L’offensiva diplomatica però, si deve ammetterlo, è molto debole, poco autorevole, per nulla stringente e credibile. Tutti si interrogano chi debba mediare al tavolo delle trattative. Si fa molta fatica a trovare protagonisti in grado di mettere Putin con le spalle al muro. La crisi di classe politica è generale e non conosce confini. Da quando scoppiò la pandemia da covid 19 si intuì che in Europa c’erano due personaggi in grado di affrontare la situazione emergenziale: Angela Merkel e Mario Draghi. Siamo ancora lì, a maggior ragione dopo lo scoppio dell’emergenza bellica. Non nutro fiducia sconfinata in questi due autorevolissimi personaggi, ma ammetto che una loro combinazione diplomatica possa tentare di mettere Putin di fronte alle proprie responsabilità e di aprirgli l’angolo visuale sui rischi che sta correndo.

Non si perda tempo. Si provi. È doveroso farlo anche perché è l’unica risposta plausibile alle aspettative del popolo ucraino e l’unico modo per accettare la provocazione proveniente dalla sua eroica resistenza. Ho visto i giovani ucraini impegnati pacificamente nella difesa del loro patrimonio culturale (i libri delle più importanti biblioteche) al canto di inni patriottici. Non possiamo far finta di non vedere e non sentire. Facciamo quanto è nelle nostre possibilità pacifiche: dialoghiamo, trattiamo, attacchiamo diplomaticamente.

In una recente puntata del programma televisivo “otto e mezzo” su La 7, è apparso un importante sacerdote russo ortodosso, padre Giovanni Guaita, coraggiosamente schierato contro la guerra di Putin (una posizione contro-corrente rispetto alle storiche compromissioni ortodosse col potere sovietico prima e russo oggi. “Brutta gente” sentenziava mia sorella…).
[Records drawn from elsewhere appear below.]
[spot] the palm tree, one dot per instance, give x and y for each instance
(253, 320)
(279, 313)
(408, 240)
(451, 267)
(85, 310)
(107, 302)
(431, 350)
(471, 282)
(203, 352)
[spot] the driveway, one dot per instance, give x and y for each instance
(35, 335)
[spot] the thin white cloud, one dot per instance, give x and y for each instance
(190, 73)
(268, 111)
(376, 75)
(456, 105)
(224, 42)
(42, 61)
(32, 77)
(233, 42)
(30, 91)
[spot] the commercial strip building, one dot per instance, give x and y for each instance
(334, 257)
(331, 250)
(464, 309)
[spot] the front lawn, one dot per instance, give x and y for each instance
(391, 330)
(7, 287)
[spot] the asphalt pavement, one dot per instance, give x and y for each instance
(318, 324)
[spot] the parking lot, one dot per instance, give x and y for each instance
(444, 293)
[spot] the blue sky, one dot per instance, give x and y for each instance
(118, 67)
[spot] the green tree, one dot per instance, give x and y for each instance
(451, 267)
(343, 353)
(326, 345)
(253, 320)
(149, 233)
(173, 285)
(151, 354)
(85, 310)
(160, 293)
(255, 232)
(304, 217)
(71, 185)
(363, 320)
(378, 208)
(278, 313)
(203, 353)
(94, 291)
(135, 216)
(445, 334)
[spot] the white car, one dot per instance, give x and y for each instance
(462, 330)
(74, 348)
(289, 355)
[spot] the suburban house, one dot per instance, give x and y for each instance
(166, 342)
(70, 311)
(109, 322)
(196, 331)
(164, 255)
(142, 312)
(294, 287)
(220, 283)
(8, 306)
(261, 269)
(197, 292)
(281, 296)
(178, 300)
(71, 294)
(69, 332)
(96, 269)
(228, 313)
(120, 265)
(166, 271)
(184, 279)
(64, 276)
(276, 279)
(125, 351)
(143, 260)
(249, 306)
Lilly Gruber al termine del suo intervento gli ha chiesto quali fossero le sue speranze. Lui ha risposto con la speranza “debole” che la situazione economica costringa Putin a più miti consigli a cui ha aggiunto, con ammirevole discrezione e convinzione, la speranza “forte” che Dio non ci abbandoni e ci aiuti ad uscire dal tunnel.
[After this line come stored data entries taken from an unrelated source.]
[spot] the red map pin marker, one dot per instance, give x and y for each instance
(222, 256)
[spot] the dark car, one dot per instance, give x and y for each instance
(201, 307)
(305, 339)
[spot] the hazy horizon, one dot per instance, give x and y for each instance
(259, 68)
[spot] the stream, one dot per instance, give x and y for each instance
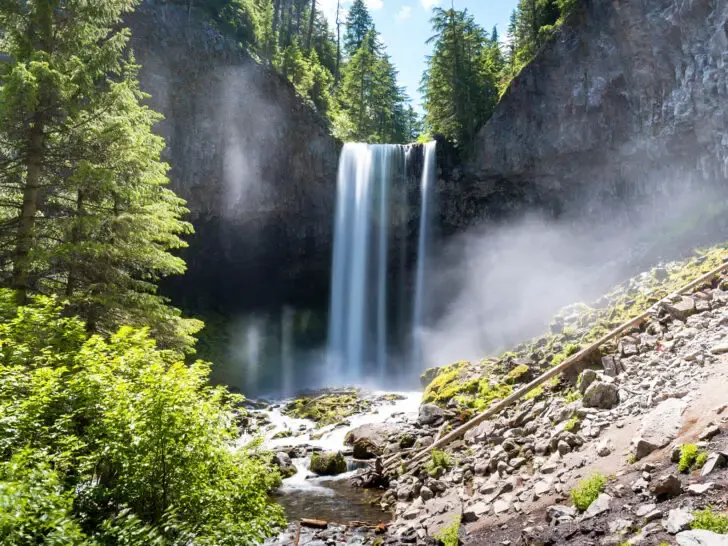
(305, 495)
Anch’io ripongo la pur doverosa e fattiva speranza debole nelle mani della diplomazia europea (visto che alle altre potenze, leggi Usa e Cina, l’Ucraina interessa assai poco), ma mi sforzo di porre tanta fiducia in Dio. Ce lo ha insegnato il grande Giorgio La Pira, che, non dimentichiamolo mai, incontrava i leader dell’Unione Sovietica, ma si faceva accompagnare dalle impetrazioni delle monache di clausura. E lo confessava apertamente, correndo il rischio calcolato e desiderato di suscitare ironico stupore. Non pretendo questo da Merkel e Draghi, anche se non guasterebbe.